No se trata de un simple trámite. La ratificación por parte del Ministerio del Deporte no es una formalidad decorativa; es el acto administrativo que otorga plena eficacia jurídica a las decisiones adoptadas por la asamblea, conforme al marco del Sistema Nacional del Deporte establecido en la Ley 181 de 1995 y sus normas reglamentarias. Sin ese reconocimiento, el órgano elegido carece de legitimidad plena para ejercer funciones de representación, administración y dirección deportiva.
Aquí se presenta una consecuencia jurídica de alto impacto: la imposibilidad material y legal de convocar y avalar selecciones oficiales para participar en eventos como Juegos Nacionales, Departamentales o cualquier competencia del calendario federado. De conformidad con la Ley 181 de 1995, particularmente en lo relativo a la organización del deporte asociado, solo las ligas debidamente reconocidas y con órganos de administración válidamente constituidos y ratificados pueden ejercer funciones de representación deportiva del departamento.

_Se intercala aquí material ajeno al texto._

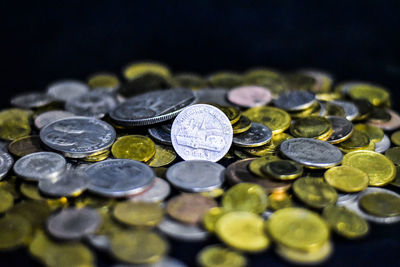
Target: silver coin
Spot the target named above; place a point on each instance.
(355, 206)
(51, 116)
(31, 100)
(40, 166)
(66, 90)
(342, 129)
(158, 191)
(349, 108)
(180, 231)
(160, 135)
(383, 145)
(152, 107)
(73, 223)
(92, 104)
(311, 152)
(6, 162)
(119, 177)
(78, 137)
(295, 100)
(196, 175)
(201, 132)
(257, 135)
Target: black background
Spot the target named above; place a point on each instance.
(43, 41)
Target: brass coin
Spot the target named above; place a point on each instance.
(138, 213)
(135, 147)
(381, 204)
(189, 208)
(345, 222)
(347, 179)
(314, 192)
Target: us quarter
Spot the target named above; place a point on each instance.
(201, 132)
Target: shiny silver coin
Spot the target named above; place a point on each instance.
(119, 177)
(6, 162)
(180, 231)
(201, 132)
(311, 152)
(383, 145)
(160, 135)
(295, 100)
(40, 166)
(78, 137)
(196, 175)
(31, 100)
(73, 223)
(65, 90)
(152, 107)
(92, 104)
(51, 116)
(349, 108)
(257, 135)
(342, 129)
(158, 191)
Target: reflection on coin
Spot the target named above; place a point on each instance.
(201, 132)
(196, 175)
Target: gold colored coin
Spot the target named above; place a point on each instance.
(276, 119)
(245, 197)
(242, 125)
(15, 231)
(135, 147)
(314, 192)
(218, 256)
(379, 168)
(381, 204)
(243, 231)
(298, 228)
(138, 246)
(163, 156)
(347, 179)
(345, 222)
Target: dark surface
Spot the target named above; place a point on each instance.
(43, 41)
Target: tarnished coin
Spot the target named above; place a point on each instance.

En términos jurídicos, cualquier convocatoria realizada por un órgano no ratificado podría ser objeto de cuestionamiento por falta de competencia, generando riesgos de nulidad, impugnaciones y desconocimiento por parte de federaciones, entes organizadores o incluso del propio Estado. Es decir, no se trata solo de una limitación operativa, sino de una inhabilidad jurídica que compromete la participación institucional del béisbol de Bolívar en escenarios oficiales.
Aquí emerge la fractura del principio de seguridad jurídica. Las organizaciones deportivas requieren certeza sobre la validez de sus actos. Cuando una asamblea se realiza conforme a estatutos, respetando quórum y procedimientos, el Estado no puede dilatar indefinidamente su validación sin motivación expresa. Tal conducta vulnera la confianza legítima y el principio de buena fe consagrado en el artículo 83 de la Constitución Política de Colombia.
Si existen reparos jurídicos —vicios en la convocatoria, conflictos internos o irregularidades estatutarias—, el Ministerio tiene la obligación legal de motivar su decisión y comunicarla oportunamente. La jurisprudencia del Consejo de Estado ha sido clara en señalar que la administración no puede ampararse en el silencio para evadir su deber de decidir. La omisión prolongada puede configurar una vulneración al debido proceso administrativo.
El béisbol de Bolívar, histórico semillero de talento, no puede quedar al margen de la competencia por la inacción estatal. La falta de ratificación no solo paraliza la gestión administrativa, sino que bloquea la posibilidad de proyectar deportistas, estructurar procesos competitivos y garantizar representación oficial.
Frente a este escenario, la Liga debe actuar con rigor jurídico: agotar derechos de petición, exigir respuestas de fondo, y de persistir el silencio, acudir a mecanismos como la acción de cumplimiento o incluso la acción de tutela por vulneración de derechos fundamentales asociados al debido proceso y la participación.
Pero también es clave fortalecer la transparencia interna: publicación de actas, soportes y decisiones que respalden la legalidad de la asamblea. La legitimidad no solo se construye en los despachos del Estado, sino también ante la opinión pública deportiva.
Porque aquí no está en juego únicamente un acto administrativo. Está en juego la institucionalidad del béisbol en Bolívar. Una liga que camina sin reconocimiento oficial no puede convocar, no puede representar y, en consecuencia, no puede competir.
El Ministerio tiene la palabra. Y el tiempo no es neutral: cada día de silencio erosiona la confianza, debilita la estructura deportiva y posterga el futuro de nuestros peloteros. En el béisbol, el que no define a tiempo pierde el juego. En el derecho, el que no responde a tiempo compromete la legitimidad del sistema.